Mohd Nazlan stated that the totality of the evidence was more consistent with the version that Najib knew about these transactions but deliberately wanted him insulated from the efforts taken to prevent any risk of public disclosure. 

“I reiterate that the accused was the owner of these accounts. He tasked the three to manage his accounts. He spent monies out of these accounts. Any alleged reactive course of conduct or subterfuge was at all times undertaken to ensure there was sufficient funds for use by the accused. 

“There is no basis to the submission that these were done to avoid the accused knowing the true details of the transactions in his or other accounts.
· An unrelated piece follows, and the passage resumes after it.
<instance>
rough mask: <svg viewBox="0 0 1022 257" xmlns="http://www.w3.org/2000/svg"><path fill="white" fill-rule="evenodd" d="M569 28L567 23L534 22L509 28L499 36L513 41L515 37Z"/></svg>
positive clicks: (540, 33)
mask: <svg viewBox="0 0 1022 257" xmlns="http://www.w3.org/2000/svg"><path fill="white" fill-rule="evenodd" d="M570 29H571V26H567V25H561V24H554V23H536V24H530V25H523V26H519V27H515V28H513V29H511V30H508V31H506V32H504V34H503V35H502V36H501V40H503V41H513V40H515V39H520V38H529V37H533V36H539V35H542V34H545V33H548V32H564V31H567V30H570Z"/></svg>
Nor could the accused, when cross-examined, offer a reason why they would want to conceal the RM42 million remittance from him in his long testimony.

“The fact remains that, as confirmed again by the testimony of the accused, that Jho Low and Datuk Azlin, apart from Nik Faisal the official mandate holder, did have contact with the accused on his accounts.

“The inference is therefore inescapable as it is overwhelming — that they or any one of them must have informed the accused about the balances of the accounts, including the remittance of RM42 million into two of the accounts, so that the accused would be well informed on his issuance of personal cheques out of those accounts,” he said.

The three money-laundering charges

Mohd Nazlan in his judgment said Najib had chosen willful blindness as prevailing circumstances and gave rise to a considerable degree of suspicion in that it must have been patently obvious to Najib that the funds could not have originated from King Abdullah.

“The circumstances which in this case so patently aroused suspicions in an overwhelming fashion lead only to the irresistible conclusion that the accused deliberately chose not to question and probe substantive questions that plainly required verification, so that he could deny knowledge. This is wilful blindness.

“In the instant case, however the accused took not a single step to investigate in order to find out the truth of the matter. 

“The accused’s defence that he honestly believed that the funds remitted into his accounts were donations from King Abdullah is nothing but an implausible concoction,” he said in the judgment.

He then emphasised the facts and evidence of this case as relevant to the dishonest intention and knowledge for the CBT charges also warrant the inference that Najib knew that the RM42 million that followed into his accounts were from SRC International.